Even though audiences are accustomed to seeing "cradle-to-grave" biopics, Miles Ahead's unconventional structure may be more easily digested since it comes right on the tails of 2015's Steve Jobs, which was divided into three sections that each focused on a different major product launch in the career of the Apple founder. As this new type of biopic is introduced to mainstream audiences, it allows filmmakers to focus on artistry over accuracy, ostensibly resulting in more engaging films. And while some critics may believe that this refusal to follow standard biopic conventions results in a subpar film, Cheadle was adamant that Miles Ahead should tell Davis' story in a way that didn't cater to traditional cinematic norms.
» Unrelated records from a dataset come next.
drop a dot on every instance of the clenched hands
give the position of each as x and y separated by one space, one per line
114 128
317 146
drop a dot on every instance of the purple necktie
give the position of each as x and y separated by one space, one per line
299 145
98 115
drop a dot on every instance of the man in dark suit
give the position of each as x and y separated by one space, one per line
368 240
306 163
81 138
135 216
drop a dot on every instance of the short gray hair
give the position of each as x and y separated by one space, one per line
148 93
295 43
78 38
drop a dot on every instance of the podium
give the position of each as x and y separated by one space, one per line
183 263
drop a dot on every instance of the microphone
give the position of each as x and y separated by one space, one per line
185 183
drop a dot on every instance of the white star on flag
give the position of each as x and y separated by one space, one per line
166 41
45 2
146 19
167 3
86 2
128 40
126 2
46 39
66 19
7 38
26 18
Cheadle co-wrote, directed, and even partially funded Miles Ahead, and so he had a pretty big say in how the film was structured. To this end, he told Vulture last year, "I had no interest in making a biopic." Instead, the actor wanted to make a movie that felt as free-flowing and improvisational as Davis' music, as opposed to documenting all the individual important moments of the artist's life. Said Cheadle, "It’s not to me about hitting signposts along the way, and Miles was never about that. I felt like for this particular artist it would really be a violation to try to do something standard and something kind of cookie-cutter."
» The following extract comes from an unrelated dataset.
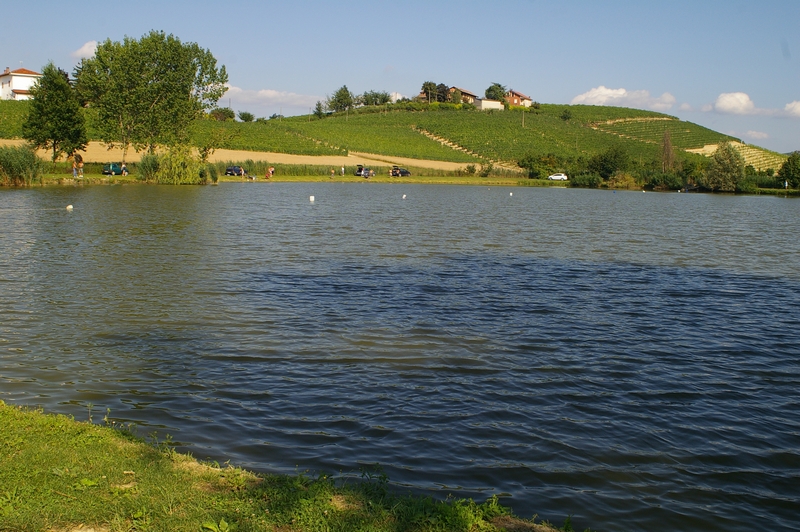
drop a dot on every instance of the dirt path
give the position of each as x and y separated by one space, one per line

The Captain America: Civil War star also expressed his desire to include as much as Davis' music as possible in the film, without being tied down to the time period during which each piece was written. "I see stories in my head when I listen to his music, and I wanted the music to support those stories... I think had we told it in a way that was chronological, was cradle to grave, was standard telling, we would’ve been pigeonholed into these moments that coincided with the music, and they would’ve all been given short shrift," Cheadle told The Hollywood Reporter last year.
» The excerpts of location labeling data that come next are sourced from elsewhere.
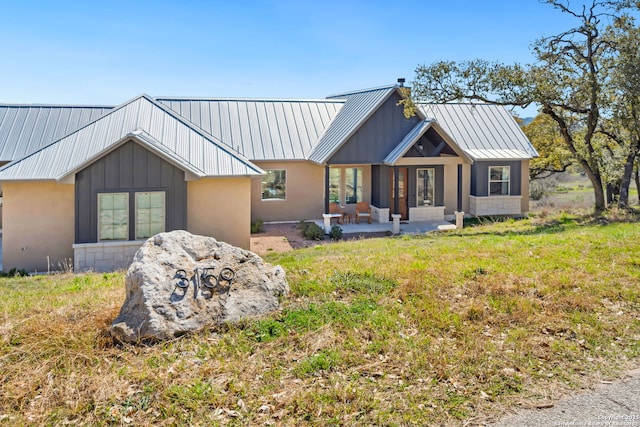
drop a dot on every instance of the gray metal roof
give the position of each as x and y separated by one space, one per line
484 131
407 142
27 128
357 109
260 129
143 119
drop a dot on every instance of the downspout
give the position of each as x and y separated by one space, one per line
459 188
396 190
326 189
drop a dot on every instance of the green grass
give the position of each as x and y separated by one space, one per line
439 329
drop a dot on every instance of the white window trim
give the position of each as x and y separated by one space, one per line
286 186
99 210
433 202
491 181
164 206
344 174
In order to make it clear that the narrative is a story and not a documentary, the movie is set up with Davis reflecting on his life during an interview with a reporter in his later life. This perspective implies that the story will not be subjective, but will instead be musings by a man who was known for being an improviser. In this way, Cheadle hoped to make the movie feel like a musical composition that captured the "essence" of Davis as a person and artist, according to Vulture. So although Miles Ahead isn't factual in the manner of a traditional biopic, it seeks to capture the creativity and character of a man whose contributions to jazz are timeless.